Repository files navigation

Fashion search engine

Posts and images retrieval engine for e-commerce data on multiple platforms on fashion domain. Images are restricted as single type product or only a model wearing a product in an image. Data in this project is crawled from 3 e-commerce platforms: Tiki.vn, Shopee.vn, and Sendo.vn. Crawling code is available at ./ecommerce_crawler. This crawling tool is created using scrapy and scrapy-splash. See more at how to run a scrapy tool at this documentation (you need to install scrapy and scrapy-splash first in order to run this code).

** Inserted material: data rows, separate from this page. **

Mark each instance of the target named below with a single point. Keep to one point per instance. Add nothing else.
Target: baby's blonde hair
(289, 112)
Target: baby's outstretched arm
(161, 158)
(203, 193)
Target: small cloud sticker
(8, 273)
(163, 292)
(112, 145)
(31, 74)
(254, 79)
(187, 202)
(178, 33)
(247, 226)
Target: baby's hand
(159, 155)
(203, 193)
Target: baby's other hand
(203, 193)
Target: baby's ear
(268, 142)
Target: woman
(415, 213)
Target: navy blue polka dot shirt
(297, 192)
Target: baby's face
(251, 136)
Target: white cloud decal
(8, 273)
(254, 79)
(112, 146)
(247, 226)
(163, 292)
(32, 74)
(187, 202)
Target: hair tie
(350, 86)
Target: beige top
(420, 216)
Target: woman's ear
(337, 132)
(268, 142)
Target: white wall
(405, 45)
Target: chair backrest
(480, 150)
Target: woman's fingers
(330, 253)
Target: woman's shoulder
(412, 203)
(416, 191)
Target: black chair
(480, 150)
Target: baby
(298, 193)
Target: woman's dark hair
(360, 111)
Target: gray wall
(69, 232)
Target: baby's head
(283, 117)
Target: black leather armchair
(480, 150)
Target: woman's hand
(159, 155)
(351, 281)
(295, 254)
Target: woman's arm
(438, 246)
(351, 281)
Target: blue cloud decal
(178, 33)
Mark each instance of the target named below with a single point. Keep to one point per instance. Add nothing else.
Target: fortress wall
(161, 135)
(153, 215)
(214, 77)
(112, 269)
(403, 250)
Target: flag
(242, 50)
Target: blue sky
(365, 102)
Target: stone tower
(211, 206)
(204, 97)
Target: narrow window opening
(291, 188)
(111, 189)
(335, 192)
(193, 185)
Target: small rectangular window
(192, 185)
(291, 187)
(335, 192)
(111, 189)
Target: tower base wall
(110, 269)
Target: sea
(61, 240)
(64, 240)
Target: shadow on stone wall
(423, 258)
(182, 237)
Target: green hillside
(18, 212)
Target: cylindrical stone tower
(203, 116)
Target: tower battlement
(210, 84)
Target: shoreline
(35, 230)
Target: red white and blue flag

Setup environment and data

  • Python 3 and npm preinstalled
  • Move to backend directory then run pip install -r requirements.txt to setup python environment for backend search engine
  • From outer directory, move to fashion directory then run npm install to install packages for frontend search engine.
  • Install Solr on your machine then create 2 new cores named multimedia (for posts data) and multimedia_shops (for shops data). Default port for solr service is localhost:8983
  • From outer directory, run ./solr_script.sh to create schema for our new cores. If you configure another port for Solr service, be sure to change port number in solr_script.sh.
  • All required files include model for our search engine are available on: This sharepoint. Download these following 4 files: all_feat.list, all_images_path.csv, features_resnet50.npy, res50_sz150_best_stage3_export.pkl to your download folder
  • Move to backend/ folder then change all paths in settings.py file corresponding to paths to your downloaded files above.
  • Download images data for this search engine on This sharepoint. Then create relative path from this images folder to public folder in fashion directory by running the following command: ln -s path_to_your_images_folder this_project_folder/fashion/public
  • Download posts and shops data from This sharepoint (2 jsonl files). Create data directory in outer directory then move these downloaded data to this folder
  • Push data to Solr cores: from outer directory, run python -m backend.import_data
  • Now we are good to go

Starting program

  • From outer directory, run python -m backend.run_api to start backend search APIs. Default port for backend services is localhost:5000
  • Move to fashion folder, run npm start to start frontend service. Default port for frontend service is localhost:3000

Using program

We provide 2 services for users:

  • Firstly, you could choose text search type, type in your keywords you want to search and number of results
  • Secondly, you could choose an image (single type product or only a model wearing the product you want to search) and number of results

Our program will return results corresponding to your input data and provide details of each product with a link to original post from the original platform having that post.